I’m excited!! My old SEEKING emotional neural circuit is really humming. Pumping out that dopamine and adrenaline it is. What is it I am so excited, pumped about? Glad you asked. This is hot off the press, so to speak: My bucket-list desert Southwest bicycling tour is back on! It It has transmuted to a two-month, cross-country bicycle tour going from Tempe, AZ to St. Augustine, FL, some 2,168 miles, plus side trips. It crosses both the Sonoran and Chihuahuan Deserts!

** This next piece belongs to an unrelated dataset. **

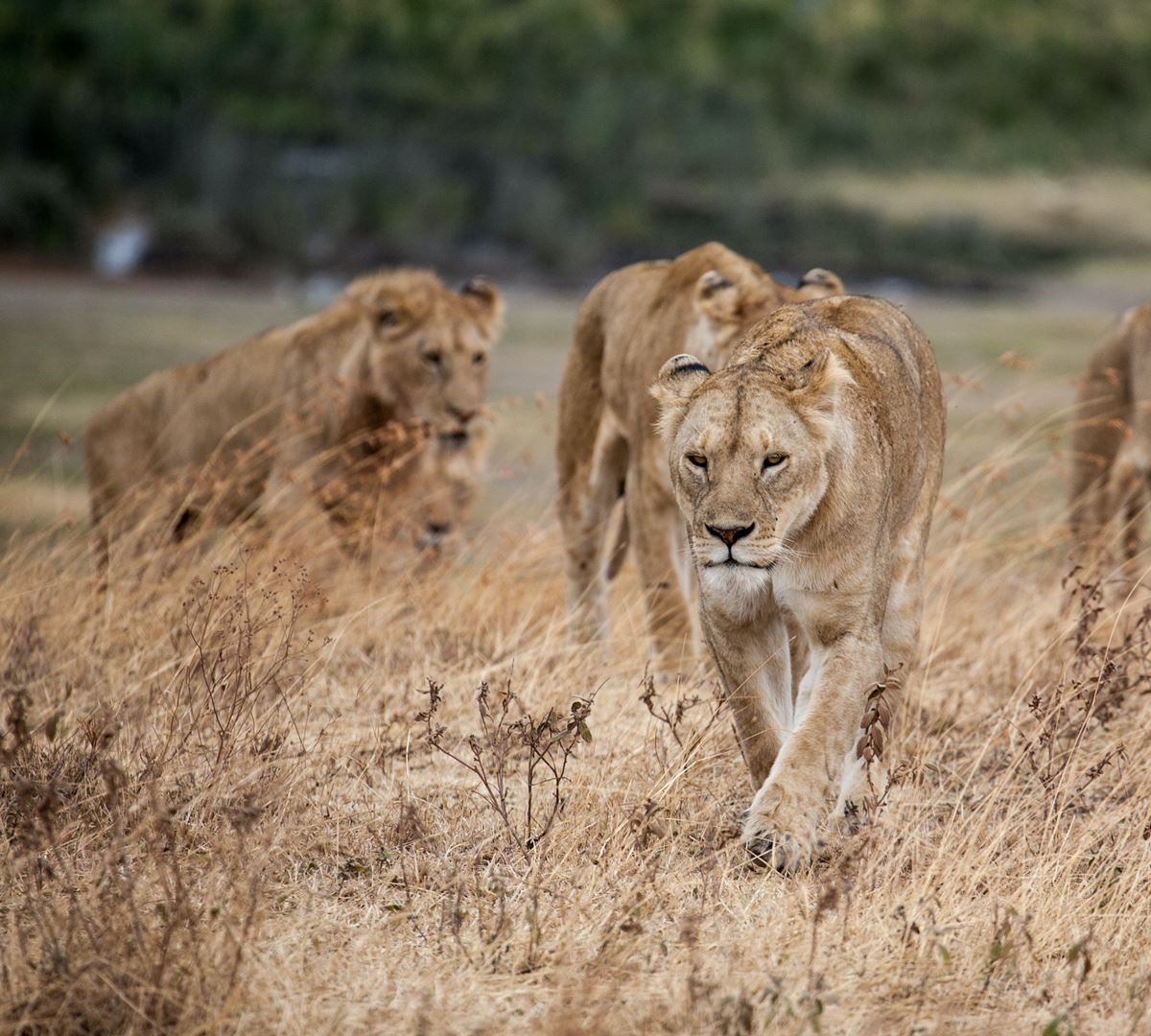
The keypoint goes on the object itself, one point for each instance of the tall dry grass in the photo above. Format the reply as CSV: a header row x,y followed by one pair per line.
x,y
231,800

Cool. (No, actually probably still pretty hot in September.) I’ve got it scheduled for starting September 17, 2022. More on this below.

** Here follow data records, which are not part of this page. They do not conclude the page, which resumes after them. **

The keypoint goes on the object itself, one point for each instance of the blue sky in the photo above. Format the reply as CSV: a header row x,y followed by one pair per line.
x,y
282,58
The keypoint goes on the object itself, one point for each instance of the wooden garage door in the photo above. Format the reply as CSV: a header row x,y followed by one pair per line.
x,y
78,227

I had the bike tour idea about two years ago, even got me a nice touring bike, an R.E.I. Adv 1.1. Covid-19 got in the way. I had been riding and training at first on my old road bike and then got the touring bike, even had a lower gear put on it for the hills around here. Lots of mountains (e.g. Rocky Mts) where I’ll be riding. COVID hit and I realized it would be very difficult for me to take an extended touring ride for a number of other reasons. There were a lot of things in the way back then. Even during this period I continued to train though. After over a year of self-training and in consultation with folks again at R.E.I., I decided to switch to an e-bike (e for electric), one that I could tour on, a Cannodale Synapse. It had an advertised range of 150 miles for the battery between charges. However, that depends on how much weight it is carrying and the terrain. Wind would also be a factor out where I am going. I figured though, I am only shooting to average 50 miles per day. So even fully loaded and going uphill, I should be good. Just have to make sure I have a place to recharge it when needed. Don’t want to get caught short of juice. I love the e-bike, but felt like a traitor or cheating for switching to an e-bike. I still have the Adv 1.1 at this point and am torn between taking it or the e-bike. The Adv 1.1. touring bike is a much more comfortable bike, but, oh those mountains!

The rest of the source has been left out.